The curator Fulvio Chimento in the exhibition he organized in Rome at the Villa dei Quintili uses just a parallel with this plant. The ailanth thus becomes "the symbol of an artistic diversity that arises as an alternative to "official" art: it is inclined to "allyise" itself, to engage and spread rapidly in the most disparate environments and at different latitudes.” An artistic project therefore able to adapt itself to different exhibition contexts as evidenced by the comparison with the previous installations: one at the Luigi Poletti Library in Modena where there were artist's books reflecting on street art and one at the Padiglione Tineo-Botanical Orto in Palermo.
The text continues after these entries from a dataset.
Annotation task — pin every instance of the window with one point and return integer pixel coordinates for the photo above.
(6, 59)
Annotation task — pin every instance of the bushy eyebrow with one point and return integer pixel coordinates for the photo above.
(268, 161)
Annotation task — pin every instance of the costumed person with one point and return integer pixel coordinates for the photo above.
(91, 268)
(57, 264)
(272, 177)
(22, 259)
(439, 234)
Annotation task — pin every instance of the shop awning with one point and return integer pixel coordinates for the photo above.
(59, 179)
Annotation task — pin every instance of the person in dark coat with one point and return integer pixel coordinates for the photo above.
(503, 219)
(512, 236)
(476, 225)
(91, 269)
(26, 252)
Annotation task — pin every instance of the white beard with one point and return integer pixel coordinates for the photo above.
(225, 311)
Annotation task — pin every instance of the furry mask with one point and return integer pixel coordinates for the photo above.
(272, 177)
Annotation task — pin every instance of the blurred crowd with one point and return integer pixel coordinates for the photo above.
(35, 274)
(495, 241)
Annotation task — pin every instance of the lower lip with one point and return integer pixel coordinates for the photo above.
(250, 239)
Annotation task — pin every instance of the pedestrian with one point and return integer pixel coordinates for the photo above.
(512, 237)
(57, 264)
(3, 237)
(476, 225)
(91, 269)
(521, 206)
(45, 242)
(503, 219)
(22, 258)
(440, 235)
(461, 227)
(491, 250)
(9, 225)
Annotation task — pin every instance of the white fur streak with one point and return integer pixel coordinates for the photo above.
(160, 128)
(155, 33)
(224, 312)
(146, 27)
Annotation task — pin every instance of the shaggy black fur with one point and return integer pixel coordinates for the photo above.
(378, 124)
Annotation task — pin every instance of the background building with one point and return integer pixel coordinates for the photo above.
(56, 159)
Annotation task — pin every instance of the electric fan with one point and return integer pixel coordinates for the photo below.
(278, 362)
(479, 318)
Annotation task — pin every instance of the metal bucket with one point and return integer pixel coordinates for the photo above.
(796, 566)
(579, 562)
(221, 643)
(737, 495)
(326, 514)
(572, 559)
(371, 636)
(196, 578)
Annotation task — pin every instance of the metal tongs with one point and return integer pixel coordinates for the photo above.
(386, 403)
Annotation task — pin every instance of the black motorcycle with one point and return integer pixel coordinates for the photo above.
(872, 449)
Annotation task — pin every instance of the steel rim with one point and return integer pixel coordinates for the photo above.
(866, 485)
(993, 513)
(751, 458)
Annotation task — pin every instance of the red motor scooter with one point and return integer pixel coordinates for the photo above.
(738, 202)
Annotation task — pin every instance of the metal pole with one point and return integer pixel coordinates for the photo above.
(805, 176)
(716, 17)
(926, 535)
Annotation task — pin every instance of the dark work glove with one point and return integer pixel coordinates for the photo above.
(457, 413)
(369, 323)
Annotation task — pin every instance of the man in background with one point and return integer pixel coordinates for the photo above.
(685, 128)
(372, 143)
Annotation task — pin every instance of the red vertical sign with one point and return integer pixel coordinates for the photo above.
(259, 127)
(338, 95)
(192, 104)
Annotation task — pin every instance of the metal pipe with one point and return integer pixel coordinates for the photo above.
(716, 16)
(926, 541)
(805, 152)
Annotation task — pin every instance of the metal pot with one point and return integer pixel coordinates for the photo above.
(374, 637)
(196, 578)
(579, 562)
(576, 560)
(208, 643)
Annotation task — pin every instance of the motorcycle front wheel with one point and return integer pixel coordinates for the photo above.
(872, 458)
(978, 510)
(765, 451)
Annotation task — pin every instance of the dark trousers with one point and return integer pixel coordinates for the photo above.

On the occasion of the exhibition at the Villa dei Quintili in the extraordinary Archaeological Park of the Appian Way Stefano Arienti, Cuoghi Corsello, Dado and Rusty have created site-specific works choosing not to use the archaeological architectures as the scenography of the works.

Stefano Arienti, who has already devoted attention to the ailanto tree in some of his drawings, shows the work Ailanto Rosso already set up at the Isabel Stewart Museum in Boston in 2012. Cuoghi and Corsello reflect on the fragility of places such as the Ancient Appia Park trying to subtract time from its natural flow. Dado with his Altalena prefers a less serious approach by reconstructing an imaginary inspired by the game of street art in the area, while Rusty with his work titled 400 ml inspired by the mosaics of the area reproduces the mosaic floor in the arcade of the baths with the caps of spray cans. A suggestive exhibition and dialogue between past, present and future.

I have read that the ailanthus is used to consolidate landslides. I therefore like the parallelism that is created between its use as a support for fragile land and the support that contemporary art can give to culture at a time when it is particularly fragile and needs support that can reinforce its bases thus avoiding frans and crumbling. It is not just about the archaeological finds or the works present anywhere on our territory. It is rather a more general discourse that includes our being in the world and our history. It is not an easy task, I realize it. But if we do not reinforce our foundations, what was created could soon crumble. I do not say change as it is right that it is in a context where everything flows and transforms, but just crumble and it is not said that what will come will be better than what was there as the modern mentality taught us.